Controllo spese elettorali comunali e regolarità del consuntivo della lista (Corte dei Conti Sez. contr. Umbria n. 95 del 28.04.2025)

Principi di diritto (Massima)
Il controllo sulle spese elettorali sostenute da partiti, movimenti e liste che partecipano alle elezioni comunali nei Comuni con popolazione superiore a 30.000 abitanti spetta al Collegio costituito presso la Sezione regionale di controllo della Corte dei conti, ai sensi dell’art. 13, comma 6, della legge n. 96/2012. L’obbligo di deposito del consuntivo riguarda tutte le liste partecipanti, anche se non hanno sostenuto spese né ricevuto finanziamenti, essendo sufficiente in tal caso una dichiarazione negativa. Il controllo verifica il rispetto del limite massimo di spesa, la conformità delle spese alle tipologie ammesse, la loro riferibilità al periodo di campagna elettorale, la regolarità della documentazione e l’indicazione delle fonti di finanziamento. L’accertamento della regolarità del conto consuntivo presuppone la verifica congiunta di tutti questi profili, non essendo sufficiente il solo rispetto del tetto di spesa.

Il Fatto

La vicenda riguarda il controllo del conto consuntivo delle spese elettorali presentato da una lista che ha partecipato alle elezioni amministrative del Comune di Perugia, tenutesi l’08-09 giugno 2024 e, per il turno di ballottaggio, il 23-24 giugno 2024. Il Collegio di controllo sulle spese elettorali, costituitosi con decreti del 25 settembre e 20 dicembre 2024 e insediatosi con le deliberazioni nn. 129/2024/DORG e 2/2025/DORG, aveva avviato l’istruttoria con la deliberazione n. 132/2024/CSE, richiedendo dati al Presidente del Consiglio comunale.

Il consuntivo della lista è pervenuto il 28 agosto 2024, assunto dalla Sezione con protocollo n. 2194 in data 29 agosto 2024. La questione giunge all’esame del Collegio per la verifica di conformità alla legge delle spese sostenute e della documentazione prodotta, con particolare riguardo al rispetto dei limiti e delle tipologie previsti dalla normativa in materia.

La Motivazione della Corte

Il Collegio muove dall’art. 13 della legge n. 96/2012, che ha introdotto limiti massimi alle spese elettorali dei candidati e dei partiti per le elezioni comunali, parametrati a 1 euro per il numero dei cittadini iscritti nelle liste elettorali dei Comuni con più di 30.000 abitanti. Il controllo sulle spese dei partiti, movimenti o liste è affidato a un apposito Collegio presso le Sezioni regionali della Corte dei conti e si svolge in conformità agli artt. 7, 11, 12 e 15 della legge n. 515/1993. Il controllo sulle spese dei singoli candidati resta invece riservato al Collegio di Garanzia Elettorale.

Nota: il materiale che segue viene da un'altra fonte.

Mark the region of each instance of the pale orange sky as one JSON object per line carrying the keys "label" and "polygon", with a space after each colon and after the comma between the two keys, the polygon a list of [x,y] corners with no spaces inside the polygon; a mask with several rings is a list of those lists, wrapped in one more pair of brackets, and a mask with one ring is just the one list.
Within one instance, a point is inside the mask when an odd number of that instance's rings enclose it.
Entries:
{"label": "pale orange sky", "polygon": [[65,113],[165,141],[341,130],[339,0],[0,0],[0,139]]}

Sul piano dell’obbligo di deposito, il Collegio afferma che il consuntivo deve essere presentato da tutti i partiti, movimenti e liste partecipanti, anche qualora non abbiano sostenuto spese né avuto fonti di finanziamento, potendo in tal caso assolvere con una dichiarazione negativa. La regola risponde a esigenze di trasparenza e al corretto svolgimento delle operazioni di controllo, con obbligo di riferire ai Consigli comunali gli esiti dell’attività.

Nel caso concreto, il Collegio ha verificato la tempestività del deposito, avvenuto il 28 agosto 2024, entro il termine fissato dal combinato disposto degli artt. 12, comma 1, della legge n. 515/1993 e 13, comma 6, della legge n. 96/2012, corrispondente a 45 giorni dall’insediamento del Consiglio comunale del 15 luglio 2024.

L’esame del consuntivo ha riguardato quattro profili: rispetto del limite massimo di spesa; conformità e riferibilità delle spese alla campagna elettorale; regolarità della documentazione; indicazione delle fonti di finanziamento. Il Collegio ha rilevato spese complessive per 1.387,38 euro, di cui 1.098,74 euro per materiali e mezzi di propaganda e 288,64 euro per organizzazione di manifestazioni, interamente finanziate con risorse proprie della lista.

All’esito di tale verifica, il Collegio ha accertato che le somme rientrano nel limite consentito, sono riferibili alle elezioni, sono conformi alle tipologie ammesse, adeguatamente documentate e assistite da sufficiente indicazione delle fonti di finanziamento, disponendo la trasmissione della deliberazione al Presidente del Consiglio comunale per il successivo inoltro ai rappresentanti della lista.

Nota della Redazione

Ogni decisione citata è verificata sul provvedimento originale. Quando il documento può essere legittimamente ripubblicato senza esporre dati personali, mettiamo a disposizione anche il testo integrale.